Meu pai fez um breve aceno com a cabeça e pigarreou desconfortável. Minha mãe deu um sorriso sútil, apenas levantando os cantos da boca. Era impressionante como eles pareciam mais velhos do que realmente eram. Ambos tinham apenas quarenta e cinco anos –muito jovens para ter uma filha de dezenove- mas as rugas de stress e preocupação os envelheciam drasticamente. Os cabelos escuros do meu pai agora estavam acinzentados, como boa parte do seu cavanhaque, e os olhos verdes perdiam o brilho de juventude. Os cabelos loiros da minha mãe pareciam bem ralos e a bochecha, uma vez rosada, agora estava alva e seca. Eu era uma mistura dos dois, o que é quase irônico, já que suas diferenças eram muito mais sobressalentes. Os cabelos escuros dele e os olhos amendoados dela.
-Que bom que você está aqui, Nina- Ela ajeitou a postura, evitando olhar para o futuro ex-marido- Nós queríamos mesmo falar com você.
Descemos até a sala de estar em silêncio. Ele sentou-se na poltrona enquanto nós duas dividimos o sofá. Aquele silêncio seria torturante se já não estivéssemos acostumados.
-Bom- Minha mãe começou, vendo que ele não daria a primeira palavra- Sabemos que não tem sido fácil para você. Os últimos anos- Hesitou- foram complicados para todos nós.
Eu não podia negar, por isso, continuei em silêncio, esperando uma continuação. Vendo que eu não reagiria, meu pai tomou a palavra.
-Nós sentimos muito- Se ajeitou, pondo-se um pouco para frente- Não queríamos te colocar nessa situação delicada. Nós te amamos.
Minha mãe sacudiu a cabeça rapidamente, confirmando. Eu só queria que eles fossem direto ao ponto. Acho que deixei isso muito claro em meus olhares de expressivo desconforto.
-Aqui não é um ambiente saudável para você, Nina.

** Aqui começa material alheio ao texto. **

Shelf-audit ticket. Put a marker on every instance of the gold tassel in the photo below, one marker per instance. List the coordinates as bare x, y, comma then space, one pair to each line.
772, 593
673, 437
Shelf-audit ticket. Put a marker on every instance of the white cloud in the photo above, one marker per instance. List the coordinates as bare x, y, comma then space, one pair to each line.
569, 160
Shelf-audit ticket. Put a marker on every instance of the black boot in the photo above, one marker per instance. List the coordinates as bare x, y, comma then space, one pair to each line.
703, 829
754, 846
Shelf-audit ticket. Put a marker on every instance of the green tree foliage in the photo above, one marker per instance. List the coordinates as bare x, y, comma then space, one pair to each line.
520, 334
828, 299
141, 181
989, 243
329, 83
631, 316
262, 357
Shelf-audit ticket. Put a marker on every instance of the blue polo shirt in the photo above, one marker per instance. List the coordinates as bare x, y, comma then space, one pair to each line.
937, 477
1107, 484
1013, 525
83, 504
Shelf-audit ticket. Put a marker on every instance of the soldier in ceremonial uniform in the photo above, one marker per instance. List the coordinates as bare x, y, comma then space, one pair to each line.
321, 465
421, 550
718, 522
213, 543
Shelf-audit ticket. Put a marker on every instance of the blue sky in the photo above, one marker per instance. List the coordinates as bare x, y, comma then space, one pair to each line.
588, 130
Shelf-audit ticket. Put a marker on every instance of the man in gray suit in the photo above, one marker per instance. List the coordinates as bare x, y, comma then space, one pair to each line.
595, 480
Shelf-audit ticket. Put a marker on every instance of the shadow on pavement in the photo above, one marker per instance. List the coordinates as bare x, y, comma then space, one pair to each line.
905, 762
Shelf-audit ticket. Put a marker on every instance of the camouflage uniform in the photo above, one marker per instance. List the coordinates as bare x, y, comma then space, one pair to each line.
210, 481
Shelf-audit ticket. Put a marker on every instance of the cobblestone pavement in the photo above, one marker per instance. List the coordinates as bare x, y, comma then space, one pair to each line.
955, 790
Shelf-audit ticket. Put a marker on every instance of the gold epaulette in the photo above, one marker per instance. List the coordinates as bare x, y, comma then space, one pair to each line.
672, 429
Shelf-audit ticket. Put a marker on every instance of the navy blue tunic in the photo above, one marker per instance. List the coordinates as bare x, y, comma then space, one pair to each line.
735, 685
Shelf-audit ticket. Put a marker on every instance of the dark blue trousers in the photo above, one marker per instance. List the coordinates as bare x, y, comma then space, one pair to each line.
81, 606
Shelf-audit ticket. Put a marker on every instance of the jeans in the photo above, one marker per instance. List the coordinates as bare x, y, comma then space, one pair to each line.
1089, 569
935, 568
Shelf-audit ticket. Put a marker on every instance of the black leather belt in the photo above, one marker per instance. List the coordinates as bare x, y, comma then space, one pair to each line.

Sei o quão tóxico pode ser viver nesse campo de guerra. Por isso- Ela pausou, pela primeira vez, encarando o meu pai- Decidimos que será melhor para você, passar um tempo com sua avó. Até a poeira abaixar.
Minha avó, Lucy, foi muito presente na minha infância. Adorava ir à sua casa e brincar com seus gatos, Boris e Bonnie. Minha mãe nunca me deixou ter um, então aproveitava a oportunidade para cuidar deles. Quando eu tinha pouco mais de sete anos, meus avós se mudaram para Londres e a frequência diminuiu intensamente. Durante esses doze anos, creio que os vi três vezes, no máximo.
-Você quer dizer, Londres?- Perguntei um pouco confusa- Vocês querem que eu vá para Londres?
-É temporário- Ele disse- Mas sei que vai fazer muito bem para você.
-Quando?
Acho que com o tempo, perdi a afetividade com meus pais, ou simplesmente adquiri o hábito de respostas curtas.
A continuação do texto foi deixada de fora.